IV. Extent of Departure

Having found that a basis for upward departure under U.S.S.G. § 4A1.3 exists, the next issue becomes the extent of the departure. Under U.S.S.G. § 4A1.3(a)(4)(A), "the court shall determine the extent of a departure... by using, as a reference, the criminal history category applicable to defendants whose criminal history or likelihood to recidivate most closely resembles that of defendant's." U.S.S.G. § 4A1.3(a)(4)(A). The Fourth Circuit has further instructed that a "court that elects to upwardly depart under section 4A1.3 must move horizontally across successive criminal history categories up to category VI, and, if category VI is inadequate, the court must then vertically traverse to successively higher offense levels until it finds a guideline range appropriate for the case." McNeil, 598 F.3d at 166.

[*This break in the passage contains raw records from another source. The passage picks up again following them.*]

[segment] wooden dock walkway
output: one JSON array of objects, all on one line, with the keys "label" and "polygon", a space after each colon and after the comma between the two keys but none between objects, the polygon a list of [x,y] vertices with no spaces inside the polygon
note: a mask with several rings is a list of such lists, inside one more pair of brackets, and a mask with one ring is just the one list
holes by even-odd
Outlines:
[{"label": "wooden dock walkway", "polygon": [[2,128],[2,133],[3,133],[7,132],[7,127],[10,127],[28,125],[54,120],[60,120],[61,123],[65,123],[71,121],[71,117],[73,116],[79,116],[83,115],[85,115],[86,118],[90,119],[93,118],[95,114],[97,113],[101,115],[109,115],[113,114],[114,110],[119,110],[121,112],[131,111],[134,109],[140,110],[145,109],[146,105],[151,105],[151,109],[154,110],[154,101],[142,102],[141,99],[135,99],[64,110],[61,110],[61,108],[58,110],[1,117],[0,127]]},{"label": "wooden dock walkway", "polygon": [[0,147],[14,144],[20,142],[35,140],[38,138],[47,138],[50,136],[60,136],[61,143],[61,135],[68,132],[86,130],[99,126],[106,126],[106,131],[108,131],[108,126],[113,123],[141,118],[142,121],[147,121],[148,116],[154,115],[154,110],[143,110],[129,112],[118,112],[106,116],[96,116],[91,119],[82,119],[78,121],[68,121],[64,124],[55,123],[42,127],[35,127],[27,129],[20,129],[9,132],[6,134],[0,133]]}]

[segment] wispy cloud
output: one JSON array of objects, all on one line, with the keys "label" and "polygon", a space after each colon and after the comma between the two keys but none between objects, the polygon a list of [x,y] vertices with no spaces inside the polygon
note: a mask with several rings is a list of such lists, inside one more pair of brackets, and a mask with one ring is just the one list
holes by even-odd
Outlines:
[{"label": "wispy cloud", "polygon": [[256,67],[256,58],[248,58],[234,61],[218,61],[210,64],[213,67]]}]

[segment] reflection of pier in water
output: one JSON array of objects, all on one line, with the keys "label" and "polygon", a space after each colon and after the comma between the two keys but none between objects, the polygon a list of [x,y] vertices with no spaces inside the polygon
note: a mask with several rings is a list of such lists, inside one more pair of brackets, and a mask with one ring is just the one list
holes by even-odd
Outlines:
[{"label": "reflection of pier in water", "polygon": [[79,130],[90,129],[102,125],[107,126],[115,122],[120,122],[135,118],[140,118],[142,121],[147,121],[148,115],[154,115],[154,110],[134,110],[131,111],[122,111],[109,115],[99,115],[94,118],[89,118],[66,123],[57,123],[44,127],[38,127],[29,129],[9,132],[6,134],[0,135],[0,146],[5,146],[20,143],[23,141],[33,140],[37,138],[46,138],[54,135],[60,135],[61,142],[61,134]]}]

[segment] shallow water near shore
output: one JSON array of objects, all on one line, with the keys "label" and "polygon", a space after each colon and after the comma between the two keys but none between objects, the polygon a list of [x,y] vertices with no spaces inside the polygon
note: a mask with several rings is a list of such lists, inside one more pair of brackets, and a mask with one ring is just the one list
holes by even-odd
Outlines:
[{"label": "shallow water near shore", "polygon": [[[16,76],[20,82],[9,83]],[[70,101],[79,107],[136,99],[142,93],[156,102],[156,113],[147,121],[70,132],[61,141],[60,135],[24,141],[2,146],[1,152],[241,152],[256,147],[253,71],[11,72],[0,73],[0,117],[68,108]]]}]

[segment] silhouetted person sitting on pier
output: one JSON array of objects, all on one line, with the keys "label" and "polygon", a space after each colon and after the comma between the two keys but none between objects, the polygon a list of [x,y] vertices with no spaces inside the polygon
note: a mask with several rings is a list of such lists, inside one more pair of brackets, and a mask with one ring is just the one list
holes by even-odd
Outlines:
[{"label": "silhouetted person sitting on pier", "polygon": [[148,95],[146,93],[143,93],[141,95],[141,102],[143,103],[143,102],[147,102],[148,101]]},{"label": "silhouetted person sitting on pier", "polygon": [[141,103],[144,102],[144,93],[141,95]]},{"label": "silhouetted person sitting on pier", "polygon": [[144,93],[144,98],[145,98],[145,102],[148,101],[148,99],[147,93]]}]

The Court here followed the McNeil mandate and moved horizontally to the next criminal history category - from category HI to category IV - by only considering an additional point for Defendant's prior unscored felony conviction and two additional points for his 31 prior unscored misdemeanors. The Court only awarded two additional points for Defendant's 31 prior unscored misdemeanors due to the limitation in U.S.S.G. § 4A1.1(c) that provides for a maximum of four points for misdemeanors. Thus, even under this approach, 29 of Defendant's prior misdemeanor convictions still went unscored.

The addition of three points moved Defendant's criminal history category from category III to category IV, which resulted in a guideline range of 2-8 months' imprisonment. The Court then sentenced Defendant to 7 months' imprisonment, which was within the recalculated guideline range and only one month beyond the initial guideline range. Consequently, the Court believes that the extent of the upward departure was both reasonable and lenient considering Defendant's extensive criminal history.

V. Conclusion

For the reasons set forth above, the Court finds that an upward departure was justified and the extent of the departure was appropriate.

Let the Clerk file this Opinion electronically and notify all counsel accordingly.